Dr. Lakshmi is chair of the Department of Geological Sciences at USC.

March 26, 2009

From Hydrogen to A World of Home-Grown Alternatives

From this week's Columbia Free Times, a wide ranging look at alternatives to projects like Santee Cooper's proposed coal plant:
Through the prism of a hydrogen atom, the eyes of the nation and the world fall on Columbia and South Carolina for five days beginning Monday.
...

That is good news to South Carolinians getting swept up in economic convulsions of the time. After all, residents of the state average some of the highest power bills in the country. And all in all, South Carolina depends on coal for 61 percent of its electricity and nuclear power for 31 percent of it, a combined 92 percent, according to a state legislative report released in February.

Those numbers could rise.

With ratepayers set up to foot the bills, the train has left the station on plans by state-owned Santee Cooper to build a coal-fired power plant in Florence County and South Carolina Electric & Gas Co., in partnership with Santee Cooper, to construct two more reactors at the V.C. Summer Nuclear Plant that SCE&G owns and operates near Columbia, as well as designs by Duke Energy to bring two additional nuclear reactors online in the Upstate region of South Carolina.

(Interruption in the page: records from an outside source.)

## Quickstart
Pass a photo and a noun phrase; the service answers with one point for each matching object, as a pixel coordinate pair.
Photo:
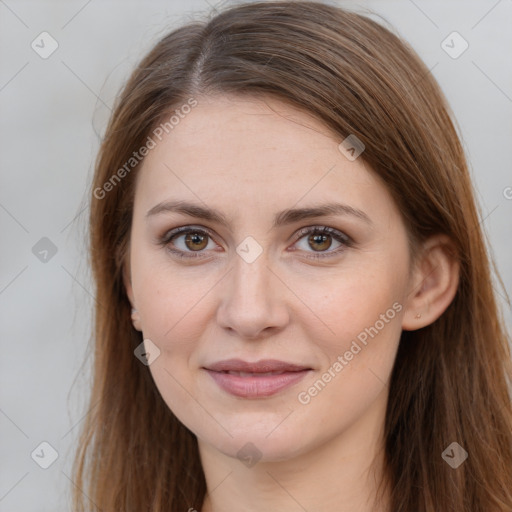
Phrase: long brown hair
(450, 380)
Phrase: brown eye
(320, 242)
(196, 241)
(318, 239)
(187, 242)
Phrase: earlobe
(433, 285)
(135, 316)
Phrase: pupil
(320, 238)
(195, 239)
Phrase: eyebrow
(282, 218)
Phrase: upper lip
(262, 366)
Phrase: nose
(253, 303)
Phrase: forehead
(232, 153)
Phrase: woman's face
(261, 285)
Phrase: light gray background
(52, 111)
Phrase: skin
(251, 159)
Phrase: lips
(256, 380)
(263, 366)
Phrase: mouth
(256, 380)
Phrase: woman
(295, 309)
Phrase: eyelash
(344, 239)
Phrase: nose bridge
(251, 302)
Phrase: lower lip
(256, 387)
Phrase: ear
(433, 284)
(127, 281)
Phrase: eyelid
(338, 235)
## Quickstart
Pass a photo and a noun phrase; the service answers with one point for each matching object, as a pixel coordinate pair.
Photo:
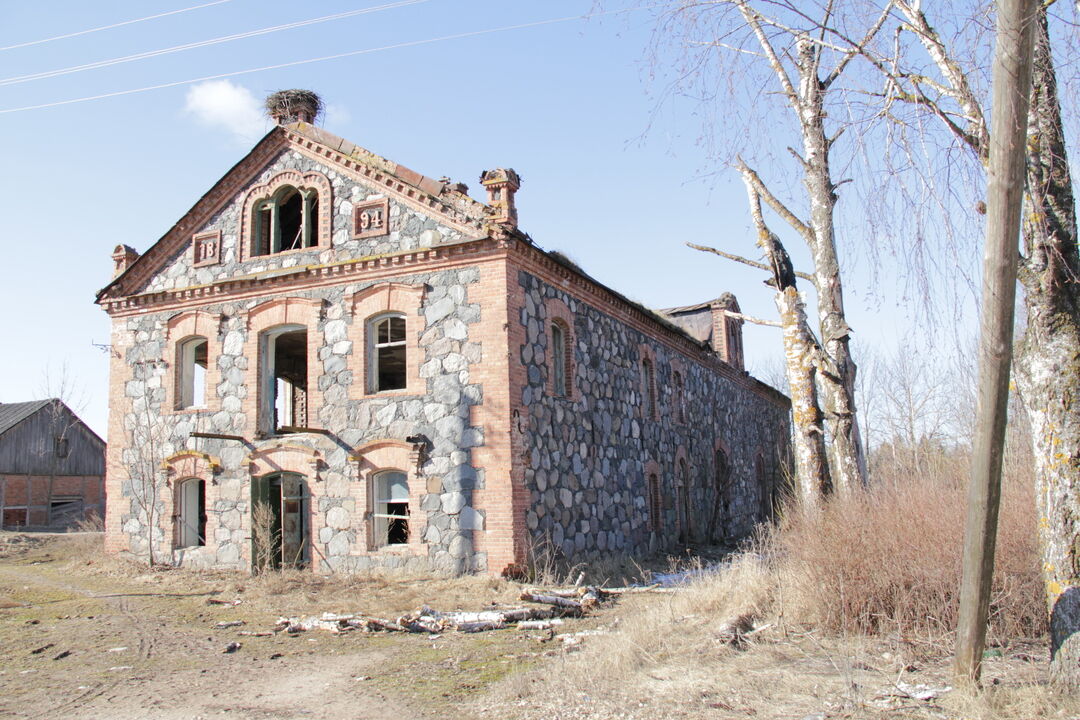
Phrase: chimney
(123, 257)
(727, 330)
(501, 185)
(289, 106)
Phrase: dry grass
(888, 560)
(849, 601)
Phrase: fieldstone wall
(409, 229)
(588, 452)
(449, 353)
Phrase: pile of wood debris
(554, 605)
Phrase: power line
(203, 43)
(109, 27)
(410, 43)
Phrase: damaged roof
(12, 413)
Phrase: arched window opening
(683, 503)
(288, 220)
(656, 507)
(284, 399)
(558, 360)
(191, 513)
(391, 507)
(388, 353)
(766, 487)
(679, 399)
(649, 388)
(718, 518)
(191, 361)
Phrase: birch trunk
(838, 381)
(811, 467)
(1048, 361)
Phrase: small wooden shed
(52, 466)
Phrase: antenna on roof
(289, 106)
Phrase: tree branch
(751, 176)
(754, 21)
(747, 261)
(751, 318)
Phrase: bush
(888, 559)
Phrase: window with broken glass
(390, 508)
(388, 353)
(191, 361)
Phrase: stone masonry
(497, 462)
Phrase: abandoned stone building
(52, 466)
(335, 362)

It is true even despite well-documented toxic pollution associated with coal- and nuclear-based power.

In that sense, then, South Carolina finds itself at two roads diverged on a path to the energy future. One road bends toward a dark past — the black seam of coal and the thousands of lifetimes of radioactive waste that is nuclear. The other way leads to a sort of last-place-to-first-place story waiting to be told:

In the affluent Heathwood neighborhood of Columbia, where drafty old mansions hold fast but inefficient, and across rural swaths of the Palmetto State, where row after row of poorly insulated manufactured homes stretch out upon the land.

In hydrogen laboratories at the university and other research and development operations in the state, where the vision of Oppenheimer has evolved from splitting the atom for extinction-level purposes to tapping the most bountiful element in the universe for its clean-energy potential.

Along the sleepy back roads of the state in forested fields and other agricultural assets, where grow enormous, renewable sources of biofuels.

Off the coast, where Mother Nature whistles strong winds atop the mighty Atlantic Ocean.
And in the sunny climate of South Carolina, where a virtually limitless solar source shines silently, lingering to be harnessed.

It is fitting then, as the city, state, nation and world hone in on hydrogen, to consider other options along with it. “I don’t think there’s any single silver bullet,” says John Clark, director of the S.C. Energy Office. “I think the key is going to be having greater diversity in energy sources than we have.”
read more...

Just how much clean energy potential does South Carolina have? Part of the answer comes from this study by the Southern Alliance for Clean Energy. It busts the myth that the Southeast -- and South Carolina -- doesn't have enough renewable energy. It shows that our state has enough clean energy to power 15% of the state over the near term -- long term the potential to power ourselves from home-grown energy resources is greater than all the energy we use today.